在copy_process函数中dup_task_struct函数实现如下,该函数用于从当前进程current的task_struct结构中,复制一份一模一样的给新进程

static struct task_struct *dup_task_struct(struct task_struct *orig, int node)
{
    struct task_struct *tsk;
    unsigned long *stack;
    struct vm_struct *stack_vm_area __maybe_unused;
    int err;

    //如果从传入的参数是NUMA_NO_NODE,表示申请内存的时候,从当前进程所在内存结点申请
    if (node == NUMA_NO_NODE)
        node = tsk_fork_get_node(orig);
    //从内存Node结点盛情一段内存作为新进程tsk结构
    tsk = alloc_task_struct_node(node);
    if (!tsk)
        return NULL;
    //分配线程栈
    stack = alloc_thread_stack_node(tsk, node);
    if (!stack)
        goto free_tsk;

    if (memcg_charge_kernel_stack(tsk))
        goto free_stack;

    stack_vm_area = task_stack_vm_area(tsk);
    //这个函数其实就是tsk = orig,即将current进程memcpy到tsk
    err = arch_dup_task_struct(tsk, orig);

    /*
     * arch_dup_task_struct() clobbers the stack-related fields.  Make
     * sure they're properly initialized before using any stack-related
     * functions again.
     */
     //将stack地址设置到tsk的记录栈地址的位置,替换掉从current拷贝来的栈(这个是内核栈,每个应用程序有两个栈,一个是内核栈一个是应用栈,内核线程只有内核栈)
    tsk->stack = stack;
#ifdef CONFIG_VMAP_STACK
    tsk->stack_vm_area = stack_vm_area;
#endif
#ifdef CONFIG_THREAD_INFO_IN_TASK
    refcount_set(&tsk->stack_refcount, 1);
#endif

    if (err)
        goto free_stack;

#ifdef CONFIG_SECCOMP
    /*
     * We must handle setting up seccomp filters once we're under
     * the sighand lock in case orig has changed between now and
     * then.
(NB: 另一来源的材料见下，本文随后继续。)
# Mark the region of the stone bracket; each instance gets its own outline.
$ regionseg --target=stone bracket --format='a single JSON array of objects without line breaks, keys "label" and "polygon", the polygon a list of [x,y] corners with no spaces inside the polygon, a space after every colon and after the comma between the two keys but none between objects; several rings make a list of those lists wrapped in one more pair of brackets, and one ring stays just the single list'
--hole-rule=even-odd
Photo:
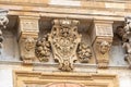
[{"label": "stone bracket", "polygon": [[35,45],[38,38],[38,20],[34,16],[20,16],[19,46],[24,64],[32,64],[35,57]]}]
Until then, filter must be NULL to avoid messing up
     * the usage counts on the error path calling free_task.
     */
    tsk->seccomp.filter = NULL;
#endif

    //将current的thread_info结构拷贝一份到tsk
    setup_thread_stack(tsk, orig);
    clear_user_return_notifier(tsk);
    clear_tsk_need_resched(tsk);
    //设置栈的结束位置,用于检测栈溢出
    set_task_stack_end_magic(tsk);

#ifdef CONFIG_STACKPROTECTOR
    tsk->stack_canary = get_random_canary();
#endif
    if (orig->cpus_ptr == &orig->cpus_mask)
        tsk->cpus_ptr = &tsk->cpus_mask;

    /*
     * One for the user space visible state that goes away when reaped.
     * One for the scheduler.
     */
    refcount_set(&tsk->rcu_users, 2);
    /* One for the rcu users */
    refcount_set(&tsk->usage, 1);
#ifdef CONFIG_BLK_DEV_IO_TRACE
    tsk->btrace_seq = 0;
#endif
    tsk->splice_pipe = NULL;
    tsk->task_frag.page = NULL;
    tsk->wake_q.next = NULL;

    account_kernel_stack(tsk, 1);

    kcov_task_init(tsk);

#ifdef CONFIG_FAULT_INJECTION
    tsk->fail_nth = 0;
#endif

#ifdef CONFIG_BLK_CGROUP
    tsk->throttle_queue = NULL;
    tsk->use_memdelay = 0;
#endif

#ifdef CONFIG_MEMCG
    tsk->active_memcg = NULL;
#endif
    return tsk;

free_stack:
    free_thread_stack(tsk);
free_tsk:
    free_task_struct(tsk);
    return NULL;
}

在申请新的进程task_struct结束后,这里有必要解释一下 thread_info 结构,thread_info结构是存放到内核的SP栈中的,原本linux是直接将task_struct存放到sp当中, 但是后来随着task_struct越来越大,因此,添加了一个thread_info结构作为中间代理结构,达到通过sp能够获取到对应进程task_struct结构的目的.thread_info在栈的位置如图

../../../../_images/sp_thread_info.png

通常内核栈大小为2个page,即8K,并且内核栈严格按照8K对齐.因此当获取到SP指针的时候(sp current),只需要与上一个8K取反的值(sp & (~8k))就可以得到thread_info结构。 thread_info->task就指向该进程的task_struct结构.由于内核栈是向下增长,因此如果栈越界,首先破坏的是自己的thread_info结构,然后奔溃.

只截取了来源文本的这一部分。